Augmented Reality (AR) offers the possibility of new opportunities with high revenue potential. Among them, logistics automation and industrial asset maintenance and control markets are promising fields, given the growing importance of decreasing the error rate while complexity and the need for flexibility grow (e.g. due to requirements of individualised production → one piece flow) in tasks where manpower and personnel still play an important role.
Unfortunately, while traditional barcode scanners, RFID handhelds and connected mobile devices are already used as part of the broader logistics automation solution and industrial asset management, AR technologies -that can potentially enhance operational efficiencies at every point in supply chain- have not addressed so far the requirements to be implemented in actual environments. Parallel to that, new technological solutions based on wearable devices (e.g. Smart Glasses, wearable RFID readers) offer novel opportunities for mobile process related AR applications.
One of the major problems is the lack of a common, platform-independent optimized framework: Even though in recent years there have been new and innovative ways of interaction between Head Mounted Devices (HMDs) and the real world around the concept of AR, these new techniques have generated a multitude of small applications that become obsolete in the very short-term, with very poor connection with already running solutions (like ERPs, CRMs, monitoring and sensoring solutions, and remote-controlled machinery interfaces), and therefore, with little impact on target sectors. This situation is leading to an excessive dispersion of functionality and devices, reducing the satisfactory progress of the concept.
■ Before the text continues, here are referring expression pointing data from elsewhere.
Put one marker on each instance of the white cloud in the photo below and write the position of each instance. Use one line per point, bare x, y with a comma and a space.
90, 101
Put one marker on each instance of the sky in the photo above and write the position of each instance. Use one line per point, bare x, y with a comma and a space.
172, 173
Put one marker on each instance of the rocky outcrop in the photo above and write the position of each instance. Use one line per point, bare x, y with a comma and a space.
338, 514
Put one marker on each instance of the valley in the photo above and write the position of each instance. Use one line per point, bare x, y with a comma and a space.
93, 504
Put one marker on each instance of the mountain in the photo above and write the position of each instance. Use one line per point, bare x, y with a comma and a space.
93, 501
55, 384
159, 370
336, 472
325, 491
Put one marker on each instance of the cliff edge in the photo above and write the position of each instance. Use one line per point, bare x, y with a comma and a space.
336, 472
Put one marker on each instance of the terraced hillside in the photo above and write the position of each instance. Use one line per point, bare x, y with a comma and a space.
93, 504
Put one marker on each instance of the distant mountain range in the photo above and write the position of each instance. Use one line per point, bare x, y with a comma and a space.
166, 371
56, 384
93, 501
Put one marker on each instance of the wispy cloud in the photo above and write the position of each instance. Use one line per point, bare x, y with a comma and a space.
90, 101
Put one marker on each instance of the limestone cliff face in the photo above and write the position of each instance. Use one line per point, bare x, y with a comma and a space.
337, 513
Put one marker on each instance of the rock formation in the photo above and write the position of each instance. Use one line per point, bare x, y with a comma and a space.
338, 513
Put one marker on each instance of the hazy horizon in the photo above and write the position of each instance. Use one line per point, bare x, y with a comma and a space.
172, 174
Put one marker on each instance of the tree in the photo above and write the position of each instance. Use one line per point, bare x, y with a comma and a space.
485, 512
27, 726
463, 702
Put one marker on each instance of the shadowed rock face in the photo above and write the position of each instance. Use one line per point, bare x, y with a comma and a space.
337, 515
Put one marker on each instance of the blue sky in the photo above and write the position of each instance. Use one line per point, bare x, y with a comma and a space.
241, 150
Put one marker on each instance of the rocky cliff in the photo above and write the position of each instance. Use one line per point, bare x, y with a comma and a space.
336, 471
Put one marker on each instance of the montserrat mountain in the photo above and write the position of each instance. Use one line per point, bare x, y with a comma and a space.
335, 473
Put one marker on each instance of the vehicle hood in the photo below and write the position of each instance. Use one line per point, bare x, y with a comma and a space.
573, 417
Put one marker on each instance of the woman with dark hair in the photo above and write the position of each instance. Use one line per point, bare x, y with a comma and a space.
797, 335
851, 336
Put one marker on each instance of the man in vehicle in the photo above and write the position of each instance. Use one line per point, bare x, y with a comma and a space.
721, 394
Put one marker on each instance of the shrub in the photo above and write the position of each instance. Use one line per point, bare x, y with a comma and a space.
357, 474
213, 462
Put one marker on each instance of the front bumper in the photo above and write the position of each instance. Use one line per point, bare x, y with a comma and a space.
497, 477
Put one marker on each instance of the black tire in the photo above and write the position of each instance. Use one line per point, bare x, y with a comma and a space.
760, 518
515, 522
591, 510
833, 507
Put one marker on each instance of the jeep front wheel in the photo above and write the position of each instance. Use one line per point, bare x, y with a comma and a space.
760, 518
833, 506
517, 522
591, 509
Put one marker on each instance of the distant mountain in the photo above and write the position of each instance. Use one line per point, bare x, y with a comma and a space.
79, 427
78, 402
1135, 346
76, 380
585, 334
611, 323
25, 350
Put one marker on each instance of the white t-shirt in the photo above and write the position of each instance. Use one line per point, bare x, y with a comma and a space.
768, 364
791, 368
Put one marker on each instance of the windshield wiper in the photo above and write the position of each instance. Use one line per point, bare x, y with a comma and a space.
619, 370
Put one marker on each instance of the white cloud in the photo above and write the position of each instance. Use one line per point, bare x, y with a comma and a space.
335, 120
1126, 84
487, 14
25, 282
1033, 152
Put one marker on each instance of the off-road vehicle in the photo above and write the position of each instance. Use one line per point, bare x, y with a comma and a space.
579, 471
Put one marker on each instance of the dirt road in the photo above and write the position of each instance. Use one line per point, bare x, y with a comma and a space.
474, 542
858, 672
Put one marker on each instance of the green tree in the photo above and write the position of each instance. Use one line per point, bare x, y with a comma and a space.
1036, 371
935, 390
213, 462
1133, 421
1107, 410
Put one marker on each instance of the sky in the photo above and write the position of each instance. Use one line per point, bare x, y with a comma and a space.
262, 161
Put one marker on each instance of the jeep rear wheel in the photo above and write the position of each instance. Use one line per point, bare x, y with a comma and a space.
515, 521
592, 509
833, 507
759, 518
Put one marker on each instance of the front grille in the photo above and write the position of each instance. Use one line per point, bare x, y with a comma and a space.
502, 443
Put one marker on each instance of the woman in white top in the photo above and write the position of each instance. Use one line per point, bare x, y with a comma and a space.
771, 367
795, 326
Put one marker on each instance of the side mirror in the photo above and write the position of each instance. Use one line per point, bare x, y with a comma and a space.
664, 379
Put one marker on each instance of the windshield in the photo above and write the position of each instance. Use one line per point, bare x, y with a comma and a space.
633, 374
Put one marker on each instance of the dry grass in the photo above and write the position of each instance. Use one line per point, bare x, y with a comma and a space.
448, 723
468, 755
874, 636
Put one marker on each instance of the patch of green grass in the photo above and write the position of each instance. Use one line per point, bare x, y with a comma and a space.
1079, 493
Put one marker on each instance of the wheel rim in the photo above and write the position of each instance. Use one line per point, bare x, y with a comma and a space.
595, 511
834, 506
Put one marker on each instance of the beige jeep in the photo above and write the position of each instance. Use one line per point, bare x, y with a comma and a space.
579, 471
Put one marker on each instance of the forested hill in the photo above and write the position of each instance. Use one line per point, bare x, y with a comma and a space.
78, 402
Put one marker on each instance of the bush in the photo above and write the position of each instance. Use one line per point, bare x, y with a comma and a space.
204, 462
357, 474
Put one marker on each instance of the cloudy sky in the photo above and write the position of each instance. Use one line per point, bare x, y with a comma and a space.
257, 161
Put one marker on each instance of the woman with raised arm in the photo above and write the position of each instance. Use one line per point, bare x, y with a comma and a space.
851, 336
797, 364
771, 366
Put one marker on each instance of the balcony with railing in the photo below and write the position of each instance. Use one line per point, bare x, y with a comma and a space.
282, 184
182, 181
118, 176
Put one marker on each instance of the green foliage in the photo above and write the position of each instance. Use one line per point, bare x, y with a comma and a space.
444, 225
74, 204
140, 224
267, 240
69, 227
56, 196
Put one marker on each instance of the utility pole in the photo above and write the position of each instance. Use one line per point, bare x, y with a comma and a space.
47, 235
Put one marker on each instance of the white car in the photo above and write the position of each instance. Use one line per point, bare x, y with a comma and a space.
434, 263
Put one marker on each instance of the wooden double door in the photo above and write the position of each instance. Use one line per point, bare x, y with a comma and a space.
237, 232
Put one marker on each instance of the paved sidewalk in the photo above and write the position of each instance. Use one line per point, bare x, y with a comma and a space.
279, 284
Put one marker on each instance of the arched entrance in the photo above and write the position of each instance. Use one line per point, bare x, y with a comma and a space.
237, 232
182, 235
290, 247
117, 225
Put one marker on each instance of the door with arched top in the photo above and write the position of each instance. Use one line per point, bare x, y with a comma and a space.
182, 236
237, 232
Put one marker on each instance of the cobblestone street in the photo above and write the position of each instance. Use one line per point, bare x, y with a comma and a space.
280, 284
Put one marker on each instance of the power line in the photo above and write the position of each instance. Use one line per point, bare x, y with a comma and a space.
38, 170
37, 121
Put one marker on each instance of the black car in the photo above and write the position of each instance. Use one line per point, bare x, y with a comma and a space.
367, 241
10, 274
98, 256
Currently, the selection of the technology is conditioned by the specific domain where the project is going to be deployed and by the real use cases that will be addressed. That is, the environment and conditions of the workplace (indoor, outdoor, light conditions, noise conditions, etc.), workwear, security considerations, speed and accuracy of object recognition (when talking about Computer Vision algorithms), communication with different systems –i.e. legacy systems as ERPs, CRMs, etc.- and devices, the need of customized reports or specific data, the required interaction with the user, etc., must be considered to select a specific framework and vendor, and specific devices, and the customization and integration effort can’t be usually reused in new projects, as the conditions may differ and a new device or SDK implies the generation of new components almost from scratch.
Additionally, the solutions that are currently being developed are lacking of a real commercial perspective, not being compliant with already EU consolidated directives in terms of Prevention of Occupational Risks, where –for instance- protective and insulated gloves are needed to avoid risks due to different reasons (weather, risk of electrical damage, biohazards…), that are not compatible with the input interfaces currently developed: voice commands like those used with Google Glass are clunky, poorly suited for public use outdoor, and inefficient; and even though new UIs based on Computer Vision and Motion Sensing are providing new and promising ways of interaction, again, the lack of a real commercial perspective and the absence of a platform-independent optimized framework, combined with a fast-changing environment with a new emerging technologies, means a great effort for integration and a imply a high risk of vendor lock-in.
➢ AR-LEAN project aims to define a new open architecture, and a common, platform-independent optimized framework for a wide range of HMDs and further wearable devices, generating components that will cover the main elements of logistics, paying attention to specific tasks where manpower and personnel play an important role -such as order picking, navigation (both within the warehouse and outside), traceability and identification- and industrial asset management– taking into account monitoring, sensoring, and maintenance of industrial assets, and remote-controlled machinery-.
➢ AR-LEAN will also generate specific components to integrate consolidated solutions (ERPs, CRMs, Ticket trackers, Sensoring and Monitoring solutions) and will generate a comprehensive user interface, providing a set of components to easily use instructions in three dimensional space, that will take into account different technologies used by different HMDs and further wearable devices.
➢ AR-LEAN aims to decrease the error rate and decision-making time, simplifying the processes where human resources are involved, by taking care of stressful situations and improving working routines and real, industrial environments, paying special attention to EU directives for Prevention of Occupational Risks.